Since this outlet last covered the Iran-Hormuz standoff and related geopolitical developments, a quieter story out of the Supreme Court has gone largely unnoticed by mainstream legal media.
What Happened
Justice Clarence Thomas cited law professor Sam Bray's work six times in a single opinion in Sripetch v. SEC, according to Reason's Volokh Conspiracy blog. Bray is a professor at the University of Notre Dame Law School and a regular contributor to the Volokh Conspiracy, a legal blog hosted by Reason.
Why This Is Unusual
Supreme Court opinions cite law review articles regularly. What is uncommon is a sitting Justice citing a legal blog — repeatedly — as substantive authority in a published opinion.
According to the Volokh Conspiracy, Thomas had cited a post from the blog once before. Across all American courts, Volokh Conspiracy posts have been cited in over 80 opinions. Bray's six citations in a single opinion sets a new record.
What Is Sripetch v. SEC?
The National Law Review had coverage that returned a 404 error — the article apparently was removed or is no longer accessible. A Supreme Court opinion involving the SEC, citing a legal scholar six times, has received virtually no coverage in the legal press.
The case involves the Securities and Exchange Commission.
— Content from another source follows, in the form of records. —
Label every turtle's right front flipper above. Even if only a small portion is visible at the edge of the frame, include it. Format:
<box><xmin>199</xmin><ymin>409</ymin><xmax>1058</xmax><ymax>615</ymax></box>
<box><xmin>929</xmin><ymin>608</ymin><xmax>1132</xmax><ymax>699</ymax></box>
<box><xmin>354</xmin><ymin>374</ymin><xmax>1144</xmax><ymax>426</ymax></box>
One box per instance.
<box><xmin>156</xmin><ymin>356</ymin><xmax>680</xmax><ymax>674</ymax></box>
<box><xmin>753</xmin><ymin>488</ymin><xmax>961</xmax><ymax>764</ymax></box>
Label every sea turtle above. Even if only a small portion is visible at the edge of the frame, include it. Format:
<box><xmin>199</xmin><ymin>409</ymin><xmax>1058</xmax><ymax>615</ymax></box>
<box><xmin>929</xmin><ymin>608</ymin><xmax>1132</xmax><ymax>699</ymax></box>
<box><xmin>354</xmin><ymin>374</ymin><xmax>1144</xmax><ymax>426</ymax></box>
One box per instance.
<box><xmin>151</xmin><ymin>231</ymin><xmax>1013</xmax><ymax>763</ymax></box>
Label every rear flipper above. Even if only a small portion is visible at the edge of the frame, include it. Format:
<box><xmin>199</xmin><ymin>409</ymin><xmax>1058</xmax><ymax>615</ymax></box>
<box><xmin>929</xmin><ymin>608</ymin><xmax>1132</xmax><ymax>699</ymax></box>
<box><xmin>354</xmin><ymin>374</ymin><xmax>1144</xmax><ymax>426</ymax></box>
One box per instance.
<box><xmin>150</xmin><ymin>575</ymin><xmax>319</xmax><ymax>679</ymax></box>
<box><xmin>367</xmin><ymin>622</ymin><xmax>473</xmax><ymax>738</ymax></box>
Thomas found Bray's scholarship persuasive enough to cite multiple times in his reasoning on what appears to be a matter of SEC enforcement authority.
What Mainstream Coverage Is Missing
Most legal media either has not covered this or buried it. The National Law Review's dead link reflects a broader gap — a high-profile Supreme Court decision that the legal press has failed to adequately document.
The significance extends beyond a footnote about academic publishing. A Supreme Court Justice drawing arguments from a law blog — even a serious, peer-respected one like Volokh Conspiracy — signals a shift in how legal reasoning circulates. Blogs are faster than law reviews and less bound by traditional gatekeeping.
Bray's Track Record
Sam Bray is a tenured law professor specializing in remedies and equity. His work on universal injunctions — the legal doctrine governing nationwide court orders — has been cited widely in debates over executive power and judicial overreach during litigation over immigration, COVID policy, and regulatory authority.
Thomas's six citations suggest Bray's arguments on agency authority or SEC enforcement powers directly influenced the Court's reasoning.
The Broader Context
The SEC has faced sustained criticism from market participants and libertarian-leaning legal scholars over its use of administrative courts — in-house tribunals where the agency acts as prosecutor, judge, and jury. Congress and the courts have been slowly dismantling that apparatus.
A Thomas opinion in an SEC case citing a libertarian-aligned legal blog aligns with this trajectory. The Supreme Court's conservative majority has chipped away at Chevron deference, agency rulemaking authority, and in-house adjudication.
Impact
If Thomas's opinion limits SEC enforcement powers or narrows administrative court proceedings, the consequences ripple across every investor, startup, and publicly traded company. The SEC's enforcement apparatus has a history of targeting technical paperwork mistakes and regulatory violations people did not know existed.
Pushing the SEC toward traditional courts with standard due process protections affects anyone subject to federal agency action.